Die Kinder der Elefantenhüter
Fundamentalisten schlimmster Sorte, noch eh man sich’s versieht.
»Wegen der Globalisierung steigt der Druck auf die großen Weltreligionen. Ihre Antwort ist eine zunehmende Fundamentalisierung, und zwar verdammt noch mal bei allen, es wimmelt nur so von fundamentalistischen Christen, Hindus, Buddhisten, Moslems und wie sie sich alle schimpfen. Es gibt nur ein Bollwerk gegen die Sintflut, und zwar Polizei und Heer.«
Hier möchte ich am liebsten fragen, ob man in dem Zusammenhang nicht auch die Vereinigung Asathor nennen müsste, die auf Finø zuletzt starke fundamentalistische Tendenzen gezeigt hat und deren Mitgliederanzahl von sieben auf dramatische fünf gesunken ist. Angeblich soll sich Ejnar Tampeskælver Fakir sogar mit dem Gedanken tragen, seinen Sohn Knud, der mit Tilte in eine Klasse geht, Odin zu opfern, um sich im Wettstreit mit Volkskirche, Gitte Grisanthemum, Sindbad al-Blablab und Lama Svend-Helge göttlichen Beistand zu sichern, eine Überlegung, die ich von Herzen unterstütze, weil Knud ein Gewohnheitsverbrecher ist und in puncto Bösartigkeit gleich hinter Kaj Molester rangiert. Aber wieder sagt mir mein Sinn für Timing, dass dies jetzt vielleicht nicht der rechte Augenblick ist.
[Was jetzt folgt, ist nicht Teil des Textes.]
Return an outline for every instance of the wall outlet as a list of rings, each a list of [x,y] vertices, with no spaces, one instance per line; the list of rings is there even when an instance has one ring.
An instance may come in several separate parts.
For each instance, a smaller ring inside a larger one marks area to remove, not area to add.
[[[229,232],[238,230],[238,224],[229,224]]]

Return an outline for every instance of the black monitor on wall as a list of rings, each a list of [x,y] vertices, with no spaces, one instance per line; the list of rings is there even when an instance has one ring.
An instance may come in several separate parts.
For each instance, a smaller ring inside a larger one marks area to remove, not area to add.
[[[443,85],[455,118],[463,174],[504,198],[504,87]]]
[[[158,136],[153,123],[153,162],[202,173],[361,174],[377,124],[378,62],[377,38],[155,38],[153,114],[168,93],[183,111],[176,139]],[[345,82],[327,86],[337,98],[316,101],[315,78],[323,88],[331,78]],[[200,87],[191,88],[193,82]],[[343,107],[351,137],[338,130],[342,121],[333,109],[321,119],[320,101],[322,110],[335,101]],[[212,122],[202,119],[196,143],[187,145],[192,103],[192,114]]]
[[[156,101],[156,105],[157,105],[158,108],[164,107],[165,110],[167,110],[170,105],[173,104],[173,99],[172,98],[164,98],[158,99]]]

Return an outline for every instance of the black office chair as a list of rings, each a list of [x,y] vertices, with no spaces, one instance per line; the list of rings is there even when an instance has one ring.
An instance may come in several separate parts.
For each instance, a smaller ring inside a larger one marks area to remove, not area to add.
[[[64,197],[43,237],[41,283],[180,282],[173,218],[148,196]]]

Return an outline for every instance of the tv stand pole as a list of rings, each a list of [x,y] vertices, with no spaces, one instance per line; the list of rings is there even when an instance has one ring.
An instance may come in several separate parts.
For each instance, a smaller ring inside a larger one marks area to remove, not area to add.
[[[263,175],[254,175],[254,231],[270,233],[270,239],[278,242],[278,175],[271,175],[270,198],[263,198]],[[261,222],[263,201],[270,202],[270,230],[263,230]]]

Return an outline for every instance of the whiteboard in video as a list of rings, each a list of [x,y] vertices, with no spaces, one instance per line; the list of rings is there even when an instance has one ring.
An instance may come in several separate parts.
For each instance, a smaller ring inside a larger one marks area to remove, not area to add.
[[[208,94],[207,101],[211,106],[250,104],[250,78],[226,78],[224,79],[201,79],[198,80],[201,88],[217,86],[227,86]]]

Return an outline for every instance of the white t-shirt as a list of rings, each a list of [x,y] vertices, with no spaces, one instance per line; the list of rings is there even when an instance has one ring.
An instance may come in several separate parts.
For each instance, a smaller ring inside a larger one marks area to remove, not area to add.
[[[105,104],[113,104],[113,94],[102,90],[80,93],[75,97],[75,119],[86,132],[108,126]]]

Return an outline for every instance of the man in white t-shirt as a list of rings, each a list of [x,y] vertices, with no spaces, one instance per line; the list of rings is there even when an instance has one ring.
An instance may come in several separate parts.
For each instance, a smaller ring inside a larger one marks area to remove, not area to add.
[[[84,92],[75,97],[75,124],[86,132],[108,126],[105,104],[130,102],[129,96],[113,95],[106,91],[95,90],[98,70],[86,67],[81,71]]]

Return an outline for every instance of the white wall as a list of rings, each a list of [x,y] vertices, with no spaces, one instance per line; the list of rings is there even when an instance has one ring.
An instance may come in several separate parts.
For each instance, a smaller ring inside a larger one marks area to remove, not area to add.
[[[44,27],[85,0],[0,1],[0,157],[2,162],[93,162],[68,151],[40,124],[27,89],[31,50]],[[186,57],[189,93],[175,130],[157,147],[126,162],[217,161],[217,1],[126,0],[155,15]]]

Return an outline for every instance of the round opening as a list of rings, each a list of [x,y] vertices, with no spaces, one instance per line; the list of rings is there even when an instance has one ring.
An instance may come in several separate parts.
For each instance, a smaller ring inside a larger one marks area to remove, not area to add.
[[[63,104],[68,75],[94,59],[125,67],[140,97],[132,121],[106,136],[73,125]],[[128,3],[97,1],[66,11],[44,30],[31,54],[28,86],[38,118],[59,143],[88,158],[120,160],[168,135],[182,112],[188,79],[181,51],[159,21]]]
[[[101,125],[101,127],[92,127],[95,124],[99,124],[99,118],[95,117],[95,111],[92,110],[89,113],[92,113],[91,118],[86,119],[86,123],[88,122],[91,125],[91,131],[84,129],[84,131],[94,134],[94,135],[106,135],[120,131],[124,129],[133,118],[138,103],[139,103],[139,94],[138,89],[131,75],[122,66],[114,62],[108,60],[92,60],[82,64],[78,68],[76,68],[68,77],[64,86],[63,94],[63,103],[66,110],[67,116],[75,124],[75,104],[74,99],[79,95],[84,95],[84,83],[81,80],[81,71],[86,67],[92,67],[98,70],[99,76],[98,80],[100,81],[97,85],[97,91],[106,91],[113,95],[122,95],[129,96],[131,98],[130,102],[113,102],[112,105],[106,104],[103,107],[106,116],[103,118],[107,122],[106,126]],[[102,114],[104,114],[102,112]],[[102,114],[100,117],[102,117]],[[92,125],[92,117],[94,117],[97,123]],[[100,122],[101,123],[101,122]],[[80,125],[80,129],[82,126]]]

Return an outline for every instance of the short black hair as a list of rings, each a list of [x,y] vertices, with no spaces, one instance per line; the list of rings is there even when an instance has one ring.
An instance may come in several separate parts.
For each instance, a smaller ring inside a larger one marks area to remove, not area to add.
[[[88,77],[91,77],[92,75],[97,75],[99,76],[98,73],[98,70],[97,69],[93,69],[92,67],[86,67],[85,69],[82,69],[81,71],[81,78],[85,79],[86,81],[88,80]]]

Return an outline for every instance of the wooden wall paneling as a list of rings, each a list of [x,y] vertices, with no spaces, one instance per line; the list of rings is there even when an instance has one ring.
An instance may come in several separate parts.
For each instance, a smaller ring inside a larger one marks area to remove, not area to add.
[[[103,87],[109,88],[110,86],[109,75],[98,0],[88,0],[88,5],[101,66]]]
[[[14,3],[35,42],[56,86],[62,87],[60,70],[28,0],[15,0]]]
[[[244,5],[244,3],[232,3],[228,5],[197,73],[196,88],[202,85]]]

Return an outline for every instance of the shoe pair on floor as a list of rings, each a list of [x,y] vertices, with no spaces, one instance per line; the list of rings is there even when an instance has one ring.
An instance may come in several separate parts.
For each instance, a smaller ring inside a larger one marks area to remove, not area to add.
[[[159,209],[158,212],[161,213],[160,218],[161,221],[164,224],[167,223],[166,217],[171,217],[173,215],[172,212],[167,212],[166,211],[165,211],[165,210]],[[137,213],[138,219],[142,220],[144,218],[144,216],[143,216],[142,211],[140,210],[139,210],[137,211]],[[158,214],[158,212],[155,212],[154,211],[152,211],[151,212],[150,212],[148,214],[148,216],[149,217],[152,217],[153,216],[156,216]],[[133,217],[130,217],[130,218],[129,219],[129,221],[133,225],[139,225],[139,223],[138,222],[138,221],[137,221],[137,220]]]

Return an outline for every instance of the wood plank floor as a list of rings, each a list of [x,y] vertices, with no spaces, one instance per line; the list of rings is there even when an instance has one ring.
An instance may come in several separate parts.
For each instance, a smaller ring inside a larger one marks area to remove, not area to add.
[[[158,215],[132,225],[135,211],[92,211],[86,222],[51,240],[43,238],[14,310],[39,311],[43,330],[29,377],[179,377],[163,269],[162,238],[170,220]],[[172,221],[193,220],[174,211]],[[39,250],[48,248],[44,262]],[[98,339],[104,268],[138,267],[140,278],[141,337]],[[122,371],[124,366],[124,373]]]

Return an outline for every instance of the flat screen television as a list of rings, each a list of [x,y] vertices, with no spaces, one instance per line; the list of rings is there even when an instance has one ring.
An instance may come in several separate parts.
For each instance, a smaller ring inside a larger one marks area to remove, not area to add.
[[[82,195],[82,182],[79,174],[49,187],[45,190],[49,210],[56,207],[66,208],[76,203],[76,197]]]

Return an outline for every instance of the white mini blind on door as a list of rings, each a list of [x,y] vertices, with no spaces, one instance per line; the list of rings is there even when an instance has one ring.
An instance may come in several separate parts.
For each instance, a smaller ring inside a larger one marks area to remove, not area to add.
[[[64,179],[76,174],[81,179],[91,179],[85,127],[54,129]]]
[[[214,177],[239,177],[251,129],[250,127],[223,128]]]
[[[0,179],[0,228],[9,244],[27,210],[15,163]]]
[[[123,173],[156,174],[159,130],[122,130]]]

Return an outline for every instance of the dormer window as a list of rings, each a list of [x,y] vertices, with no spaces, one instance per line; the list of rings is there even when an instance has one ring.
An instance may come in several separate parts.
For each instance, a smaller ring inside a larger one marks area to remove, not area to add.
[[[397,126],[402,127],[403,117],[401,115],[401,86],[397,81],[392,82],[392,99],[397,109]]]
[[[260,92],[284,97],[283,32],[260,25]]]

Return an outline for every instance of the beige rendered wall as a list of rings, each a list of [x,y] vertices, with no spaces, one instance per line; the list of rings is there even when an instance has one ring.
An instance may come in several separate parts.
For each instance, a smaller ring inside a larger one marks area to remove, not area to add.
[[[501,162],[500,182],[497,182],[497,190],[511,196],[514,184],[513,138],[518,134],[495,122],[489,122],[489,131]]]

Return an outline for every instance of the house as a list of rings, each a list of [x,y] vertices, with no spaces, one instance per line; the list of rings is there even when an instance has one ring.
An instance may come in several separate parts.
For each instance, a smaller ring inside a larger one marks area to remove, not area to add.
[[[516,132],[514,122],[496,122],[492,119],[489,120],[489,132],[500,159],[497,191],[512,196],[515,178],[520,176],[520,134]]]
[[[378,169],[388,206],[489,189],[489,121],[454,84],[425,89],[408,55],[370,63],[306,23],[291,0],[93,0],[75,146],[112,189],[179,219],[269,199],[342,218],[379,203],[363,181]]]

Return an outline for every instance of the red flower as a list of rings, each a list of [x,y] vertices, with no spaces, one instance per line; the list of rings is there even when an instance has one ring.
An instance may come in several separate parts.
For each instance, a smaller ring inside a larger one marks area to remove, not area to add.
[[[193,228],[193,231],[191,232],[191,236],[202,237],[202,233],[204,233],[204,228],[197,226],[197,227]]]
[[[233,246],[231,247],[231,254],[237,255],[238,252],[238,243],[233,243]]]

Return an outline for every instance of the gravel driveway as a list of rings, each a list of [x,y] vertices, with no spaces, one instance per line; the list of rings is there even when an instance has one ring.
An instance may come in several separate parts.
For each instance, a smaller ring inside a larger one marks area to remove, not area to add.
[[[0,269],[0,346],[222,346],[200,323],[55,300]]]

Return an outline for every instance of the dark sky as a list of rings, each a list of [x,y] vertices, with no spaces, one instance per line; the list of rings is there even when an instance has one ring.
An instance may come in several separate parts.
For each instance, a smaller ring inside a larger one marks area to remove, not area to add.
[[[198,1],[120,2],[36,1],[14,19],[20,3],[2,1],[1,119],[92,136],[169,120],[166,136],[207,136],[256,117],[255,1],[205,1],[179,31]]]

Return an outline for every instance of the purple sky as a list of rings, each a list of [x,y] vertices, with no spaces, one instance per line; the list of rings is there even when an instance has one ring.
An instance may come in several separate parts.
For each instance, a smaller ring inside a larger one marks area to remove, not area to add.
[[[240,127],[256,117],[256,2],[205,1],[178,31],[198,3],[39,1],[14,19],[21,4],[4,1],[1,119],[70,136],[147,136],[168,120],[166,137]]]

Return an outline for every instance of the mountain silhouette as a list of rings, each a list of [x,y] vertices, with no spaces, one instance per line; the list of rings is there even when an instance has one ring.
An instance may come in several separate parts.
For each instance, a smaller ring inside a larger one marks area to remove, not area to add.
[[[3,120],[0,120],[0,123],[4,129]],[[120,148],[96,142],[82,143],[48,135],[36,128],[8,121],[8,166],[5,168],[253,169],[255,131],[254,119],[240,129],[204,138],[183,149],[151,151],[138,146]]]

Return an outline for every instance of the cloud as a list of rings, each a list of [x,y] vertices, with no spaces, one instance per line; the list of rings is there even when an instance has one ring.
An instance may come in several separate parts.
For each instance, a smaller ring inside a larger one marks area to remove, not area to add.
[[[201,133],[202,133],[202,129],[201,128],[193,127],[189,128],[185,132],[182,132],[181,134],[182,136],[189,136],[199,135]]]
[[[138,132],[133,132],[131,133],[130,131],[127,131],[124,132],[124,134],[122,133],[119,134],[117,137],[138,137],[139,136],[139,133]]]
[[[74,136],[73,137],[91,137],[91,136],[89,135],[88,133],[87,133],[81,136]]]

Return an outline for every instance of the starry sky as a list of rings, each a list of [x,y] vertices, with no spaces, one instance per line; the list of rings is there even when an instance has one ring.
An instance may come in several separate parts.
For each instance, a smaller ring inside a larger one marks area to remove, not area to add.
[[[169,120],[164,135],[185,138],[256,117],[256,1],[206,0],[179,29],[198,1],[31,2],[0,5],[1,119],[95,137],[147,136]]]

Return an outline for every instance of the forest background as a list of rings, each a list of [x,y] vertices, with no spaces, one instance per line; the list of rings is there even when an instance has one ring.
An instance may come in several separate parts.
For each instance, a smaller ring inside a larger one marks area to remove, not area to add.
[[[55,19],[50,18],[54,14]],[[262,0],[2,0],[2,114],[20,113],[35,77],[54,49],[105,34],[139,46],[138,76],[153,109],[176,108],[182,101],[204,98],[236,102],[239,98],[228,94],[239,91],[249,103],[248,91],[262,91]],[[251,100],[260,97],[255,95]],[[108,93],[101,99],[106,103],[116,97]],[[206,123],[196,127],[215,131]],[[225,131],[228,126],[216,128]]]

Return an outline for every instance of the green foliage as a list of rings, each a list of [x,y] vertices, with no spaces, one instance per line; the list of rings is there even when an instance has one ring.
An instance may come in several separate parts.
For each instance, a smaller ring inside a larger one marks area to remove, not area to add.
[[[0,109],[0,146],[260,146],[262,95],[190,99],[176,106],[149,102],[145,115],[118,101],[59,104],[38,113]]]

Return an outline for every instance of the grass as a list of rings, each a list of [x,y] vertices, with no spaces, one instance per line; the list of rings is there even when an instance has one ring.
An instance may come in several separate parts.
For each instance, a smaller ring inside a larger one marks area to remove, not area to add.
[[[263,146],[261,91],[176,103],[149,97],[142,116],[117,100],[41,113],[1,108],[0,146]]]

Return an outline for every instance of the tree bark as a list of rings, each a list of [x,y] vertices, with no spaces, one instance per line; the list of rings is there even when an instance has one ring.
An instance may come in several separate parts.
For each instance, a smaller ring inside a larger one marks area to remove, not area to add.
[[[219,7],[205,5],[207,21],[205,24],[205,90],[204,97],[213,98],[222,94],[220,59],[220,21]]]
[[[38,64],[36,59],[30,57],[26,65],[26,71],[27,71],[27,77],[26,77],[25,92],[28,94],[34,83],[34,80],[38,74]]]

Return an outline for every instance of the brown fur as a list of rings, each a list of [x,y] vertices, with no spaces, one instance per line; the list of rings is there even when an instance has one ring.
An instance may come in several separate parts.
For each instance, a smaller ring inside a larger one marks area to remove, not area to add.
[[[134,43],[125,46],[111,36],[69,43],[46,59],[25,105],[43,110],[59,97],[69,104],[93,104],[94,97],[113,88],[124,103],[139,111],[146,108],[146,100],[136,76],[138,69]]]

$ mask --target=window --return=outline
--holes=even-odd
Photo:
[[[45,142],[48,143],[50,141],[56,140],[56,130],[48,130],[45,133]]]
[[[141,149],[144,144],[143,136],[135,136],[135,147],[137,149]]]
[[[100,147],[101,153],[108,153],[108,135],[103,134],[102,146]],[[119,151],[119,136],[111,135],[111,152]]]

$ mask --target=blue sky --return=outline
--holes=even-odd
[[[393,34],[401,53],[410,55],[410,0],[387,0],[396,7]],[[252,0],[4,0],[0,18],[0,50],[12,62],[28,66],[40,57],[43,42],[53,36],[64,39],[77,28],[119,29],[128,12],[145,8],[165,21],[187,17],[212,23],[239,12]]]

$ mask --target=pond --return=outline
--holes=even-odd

»Der Terror entspringt dem Fundamentalismus«, doziert Albert Wiinglad weiter, »und die meisten Menschen tragen einen inneren Terroristen mit sich herum. Es ist nur eine Frage der Zeit, dann hebt er sein Haupt, deshalb müssen die Menschen an straffen Zügeln geführt werden, fünfundneunzig Prozent der Weltbevölkerung brauchen einen, der ihnen erzählt, wie sie sich aufzuführen haben.Deshalb arbeiten Terroristen in Organisationen, nicht mal einer von tausend arbeitet allein.«
Er sucht sich eine Schnitte aus, man darf davon ausgehen, dass es sich tatsächlich um eine Schnitte Brot handelt, aber das Brot ist nicht sichtbar. Was man sehen kann, ist eine Scheibe grobe Leberpastete, dick wie ein Laib Schwarzbrot, auf der Pastete liegt ein Großteil der Champignonernte des gesamten Jahres. Den eleganten Abschluss bildet kross gebratener Bacon eines halben Schweins.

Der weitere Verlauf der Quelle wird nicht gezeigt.